1. A preparation method of a low-frequency broadband curved surface circuit is characterized by at least comprising the following steps:

s1: preparing an activation layer, namely preparing the activation layer on the surface of the three-dimensional curved surface base material;

the three-dimensional curved substrate in the step S1 is ceramic;

the preparation of the activation layer of the step S1 includes:

s11: cleaning, namely cleaning the three-dimensional curved surface base material;

s12: ozone treatment, namely performing ozone treatment on the three-dimensional curved surface base material cleaned in the step S11 in an ozone environment;

s13: performing pyrolytic carbon deposition treatment, namely putting the three-dimensional curved surface base material subjected to ozone treatment in the step S12 into a chemical vapor deposition system for ethanol pyrolysis treatment;

s2: preparing a seed layer, namely preparing the metal film seed layer on the active layer prepared in the step S1 by using a magnetron sputtering method;

s3: preparing a thickening layer, and performing chemical plating thickening layer treatment on the seed layer prepared in the step S2;

s4: preparing a functional layer, namely performing electroless gold plating treatment on the thickening layer prepared in the step S3;

s5: and (4) circuit processing, namely performing milling processing on the functional layer based on the circuit surface pattern to obtain the low-frequency broadband curved surface circuit.

2. The method for manufacturing a low-frequency broadband curved circuit according to claim 1, wherein the ozone in step S12 is generated by an ozone generator and injected through a nozzle mechanism to form an ozone environment.

3. The method for preparing a low-frequency broadband curved circuit as claimed in claim 1, wherein the carrier gas for the pyrolytic carbon deposition in step S13 is argon, and the flow rate is 200-500 ml/min.

4. The method for preparing a low-frequency broadband curved circuit as claimed in claim 3, wherein the ethanol flow rate in the pyrolytic carbon deposition treatment in the step S13 is 20-50ml/min, the treatment temperature is 800-.

5. The method for manufacturing a low-frequency broadband curved circuit according to claim 1, wherein the activation layer manufactured in step S1 is pyrolytic carbon, and the thickness of the activation layer is 0.5-1 μm.

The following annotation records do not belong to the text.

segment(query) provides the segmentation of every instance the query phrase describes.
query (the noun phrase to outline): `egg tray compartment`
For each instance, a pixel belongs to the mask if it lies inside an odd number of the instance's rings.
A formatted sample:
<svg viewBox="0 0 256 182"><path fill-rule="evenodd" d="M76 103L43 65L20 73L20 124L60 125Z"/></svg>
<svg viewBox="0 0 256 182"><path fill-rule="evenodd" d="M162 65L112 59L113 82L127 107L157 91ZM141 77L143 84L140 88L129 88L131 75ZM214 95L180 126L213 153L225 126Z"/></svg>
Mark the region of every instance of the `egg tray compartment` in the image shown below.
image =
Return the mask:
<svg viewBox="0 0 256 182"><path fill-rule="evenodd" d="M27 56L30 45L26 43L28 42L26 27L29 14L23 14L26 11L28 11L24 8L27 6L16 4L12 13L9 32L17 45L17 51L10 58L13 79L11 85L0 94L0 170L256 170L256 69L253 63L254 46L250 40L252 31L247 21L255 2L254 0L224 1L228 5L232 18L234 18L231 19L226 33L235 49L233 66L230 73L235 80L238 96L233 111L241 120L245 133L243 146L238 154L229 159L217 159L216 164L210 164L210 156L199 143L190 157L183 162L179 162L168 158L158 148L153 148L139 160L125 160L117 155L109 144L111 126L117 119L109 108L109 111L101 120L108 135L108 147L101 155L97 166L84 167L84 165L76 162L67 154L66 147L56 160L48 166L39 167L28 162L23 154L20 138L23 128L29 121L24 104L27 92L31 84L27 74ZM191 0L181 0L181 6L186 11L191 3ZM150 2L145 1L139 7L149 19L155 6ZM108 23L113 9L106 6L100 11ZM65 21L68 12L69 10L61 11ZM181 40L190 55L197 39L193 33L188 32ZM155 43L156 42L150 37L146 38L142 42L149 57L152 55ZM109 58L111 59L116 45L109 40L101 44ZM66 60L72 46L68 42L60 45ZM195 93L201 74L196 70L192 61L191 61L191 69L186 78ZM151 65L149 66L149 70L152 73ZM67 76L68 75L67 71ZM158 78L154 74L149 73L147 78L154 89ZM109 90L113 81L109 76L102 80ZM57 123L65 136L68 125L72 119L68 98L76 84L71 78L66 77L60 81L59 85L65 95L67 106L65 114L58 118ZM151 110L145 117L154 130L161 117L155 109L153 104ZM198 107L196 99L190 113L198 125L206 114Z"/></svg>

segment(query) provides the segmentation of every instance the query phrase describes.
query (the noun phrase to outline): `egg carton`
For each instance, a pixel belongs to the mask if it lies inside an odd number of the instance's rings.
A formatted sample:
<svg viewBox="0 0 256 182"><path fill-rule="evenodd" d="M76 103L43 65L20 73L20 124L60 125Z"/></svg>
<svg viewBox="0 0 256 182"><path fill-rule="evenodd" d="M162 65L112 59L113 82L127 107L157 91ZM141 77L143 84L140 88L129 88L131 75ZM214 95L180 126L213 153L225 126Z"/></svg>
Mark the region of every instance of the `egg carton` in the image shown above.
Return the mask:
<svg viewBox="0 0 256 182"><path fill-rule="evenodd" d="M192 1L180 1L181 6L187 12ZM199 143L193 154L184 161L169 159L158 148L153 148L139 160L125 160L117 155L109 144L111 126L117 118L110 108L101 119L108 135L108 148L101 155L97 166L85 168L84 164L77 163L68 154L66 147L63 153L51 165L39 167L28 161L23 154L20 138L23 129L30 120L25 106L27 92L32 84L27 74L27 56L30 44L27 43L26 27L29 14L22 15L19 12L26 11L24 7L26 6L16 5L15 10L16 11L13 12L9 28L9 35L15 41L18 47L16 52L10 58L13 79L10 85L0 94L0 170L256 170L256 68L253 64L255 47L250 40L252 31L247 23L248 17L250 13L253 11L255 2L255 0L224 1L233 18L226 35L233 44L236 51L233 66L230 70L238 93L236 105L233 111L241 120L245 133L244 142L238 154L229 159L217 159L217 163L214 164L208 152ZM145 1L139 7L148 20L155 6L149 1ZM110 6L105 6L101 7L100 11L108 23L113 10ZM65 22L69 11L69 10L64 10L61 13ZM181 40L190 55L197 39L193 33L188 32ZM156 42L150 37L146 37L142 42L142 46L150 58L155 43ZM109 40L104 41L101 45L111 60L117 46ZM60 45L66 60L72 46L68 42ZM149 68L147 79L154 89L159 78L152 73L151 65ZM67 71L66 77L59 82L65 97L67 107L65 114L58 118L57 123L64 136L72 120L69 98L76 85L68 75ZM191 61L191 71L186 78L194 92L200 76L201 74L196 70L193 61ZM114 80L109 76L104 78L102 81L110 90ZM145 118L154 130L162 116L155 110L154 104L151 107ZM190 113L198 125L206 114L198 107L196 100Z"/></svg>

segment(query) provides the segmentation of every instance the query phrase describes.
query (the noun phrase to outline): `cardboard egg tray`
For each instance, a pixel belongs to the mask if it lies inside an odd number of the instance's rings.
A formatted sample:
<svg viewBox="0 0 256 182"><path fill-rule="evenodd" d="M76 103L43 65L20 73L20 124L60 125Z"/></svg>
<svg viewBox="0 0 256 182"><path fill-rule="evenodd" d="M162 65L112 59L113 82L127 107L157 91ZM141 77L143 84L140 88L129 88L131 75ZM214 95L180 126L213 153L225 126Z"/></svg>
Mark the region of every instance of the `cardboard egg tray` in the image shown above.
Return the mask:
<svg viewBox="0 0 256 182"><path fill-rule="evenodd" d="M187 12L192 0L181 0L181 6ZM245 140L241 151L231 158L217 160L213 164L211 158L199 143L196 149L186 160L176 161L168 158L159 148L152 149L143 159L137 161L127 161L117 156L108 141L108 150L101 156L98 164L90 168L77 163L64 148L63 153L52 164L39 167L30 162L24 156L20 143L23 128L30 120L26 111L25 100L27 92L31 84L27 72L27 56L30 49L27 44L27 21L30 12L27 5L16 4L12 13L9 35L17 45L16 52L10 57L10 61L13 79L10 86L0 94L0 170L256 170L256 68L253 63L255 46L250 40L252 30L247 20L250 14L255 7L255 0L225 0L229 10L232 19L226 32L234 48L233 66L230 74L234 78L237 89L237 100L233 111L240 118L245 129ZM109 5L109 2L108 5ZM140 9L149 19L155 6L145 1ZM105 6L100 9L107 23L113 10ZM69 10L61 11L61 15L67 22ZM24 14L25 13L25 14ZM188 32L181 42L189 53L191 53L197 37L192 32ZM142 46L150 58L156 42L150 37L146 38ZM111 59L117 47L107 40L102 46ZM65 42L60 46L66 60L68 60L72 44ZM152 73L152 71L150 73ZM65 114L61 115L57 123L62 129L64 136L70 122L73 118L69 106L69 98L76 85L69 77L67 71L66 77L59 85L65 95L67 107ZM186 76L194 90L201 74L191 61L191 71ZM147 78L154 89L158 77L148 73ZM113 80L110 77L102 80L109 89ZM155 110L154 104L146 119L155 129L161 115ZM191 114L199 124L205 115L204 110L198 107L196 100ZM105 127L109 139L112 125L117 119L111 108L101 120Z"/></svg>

6. The method for manufacturing a low-frequency broadband curved circuit according to claim 1, wherein the seed layer manufactured by magnetron sputtering in step S2 is a copper film, and the thickness of the seed layer is 1-2 μm.

7. The method for manufacturing a low-frequency broadband curved circuit according to claim 1, wherein the thickened layer manufactured in step S3 is made by electroless copper plating, and the thickness of the thickened layer is 10 to 15 μm.